La modifica del nuovo Codice dei contratti pubblici, al di là di incontrare senza dubbio la soddisfazione degli organismi di certificazione accreditati, può essere considerata opportuna. Infatti, i requisiti cui rinvia la norma consistono nel rispetto di articolati parametri minimi sulla retribuzione, sulle opportunità di carriera e sulla conciliazione dei tempi di vita e di lavoro, anche per le lavoratrici in stato di gravidanza, che – in virtù del rinvio operato dal d.P.C.M. 29 aprile 2022 – si basano sulla prassi di riferimento UNI/PdR 125:2022, pubblicata il 16 marzo 2022, che fornisce linee guida comprensive di specifici indicatori chiave di prestazione (KPI) utilizzati per il monitoraggio degli obiettivi stabiliti dalle politiche di parità di genere delle organizzazioni e dai relativi piani strategici, al fine di colmare i gap attualmente esistenti e produrre un cambiamento sostenibile e durevole nel tempo.

Le Aree di valutazione

Per la misurazione del livello di maturità delle singole organizzazioni, sono state individuate sei Aree di valutazione, a ciascuna delle quali corrisponde un peso percentuale rispetto alla valutazione complessiva – cultura e strategia (15%); governance (15%); processi HR (10%); opportunità di crescita e inclusione delle donne in azienda (20%); equità remunerativa per genere (20%); tutela della genitorialità e conciliazione vita-lavoro (20%) – e un numero di specifici KPI, di natura quantitativa e qualitativa, attinenti alle differenti variabili che possono contraddistinguere un’organizzazione inclusiva e rispettosa della parità di genere. Ogni singolo indicatore è associato a un punteggio, il cui raggiungimento o meno viene ponderato per il peso dell’Area di appartenenza. Solo il conseguimento dello score minimo complessivo del 60% consente l’accesso alla certificazione da parte dell’organizzazione.

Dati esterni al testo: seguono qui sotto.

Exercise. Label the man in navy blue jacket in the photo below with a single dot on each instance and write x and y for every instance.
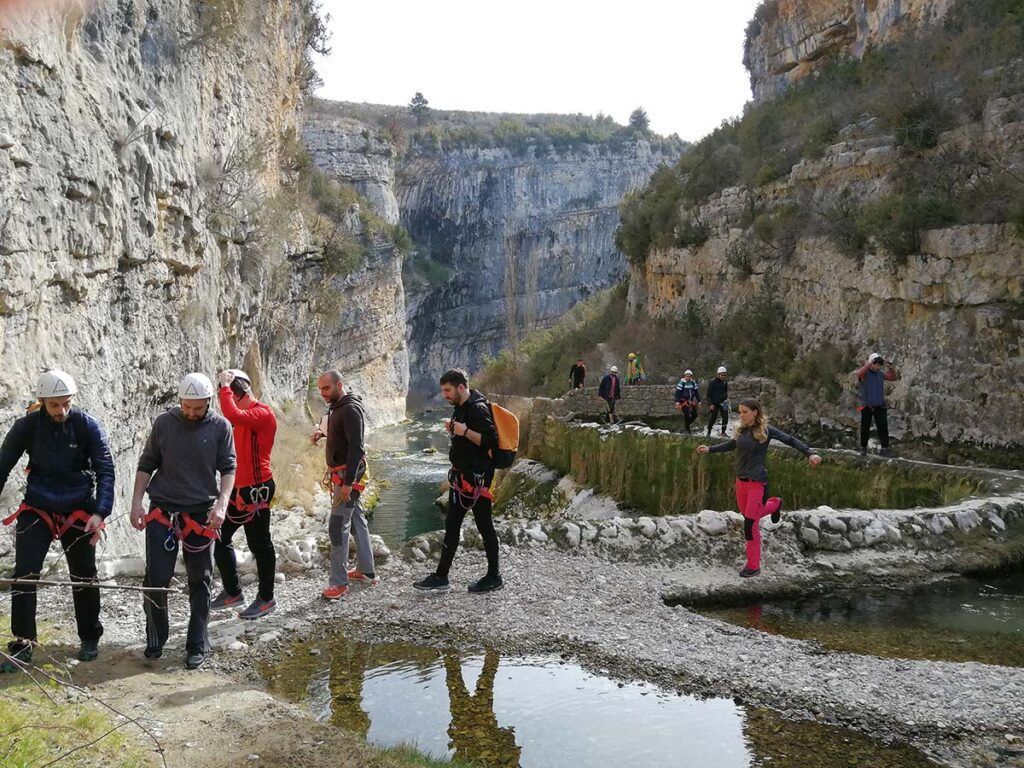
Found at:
(610, 390)
(70, 493)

Si tratta insomma di parametri molto articolati che sarebbero stati in concreto difficili da autocertificare per le imprese e, al contempo, il cui rispetto sarebbe stato complicato da verificare per le stazioni appaltanti.

Ben venga, dunque, lo strumento della certificazione, che semplifica di molto le procedure e che, comunque, anche solo al momento della sua acquisizione impone alle imprese un ragionamento sulla parità di genere nella loro organizzazione. Il rischio, però, che la certificazione sia solo l’ennesimo “pezzo di carta” alla cui raccolta sono costrette le imprese che partecipano alle gare è elevato.

Risultano forse strumenti di politiche pubbliche promozionali più efficaci e interessanti – e, al contempo, non eccessivamente gravosi per le imprese – criteri di valutazione delle offerte tecniche ad hoc, come quelli suggeriti dalle Linee guida per favorire la pari opportunità di genere e generazionali, nonché l’inclusione lavorativa delle persone con disabilità nei contratti pubblici finanziati con le risorse del PNRR e del PNC (dPCM 7 dicembre 2021), tutt’oggi attuali alla luce dell’All. II.3 del nuovo Codice. L’inserimento nei bandi di tali criteri, che devono comunque essere coerenti con l’oggetto dell’appalto e proporzionati nel peso attribuito, può costituire uno stimolo importante anche per la riflessione interna alle imprese sulla loro organizzazione.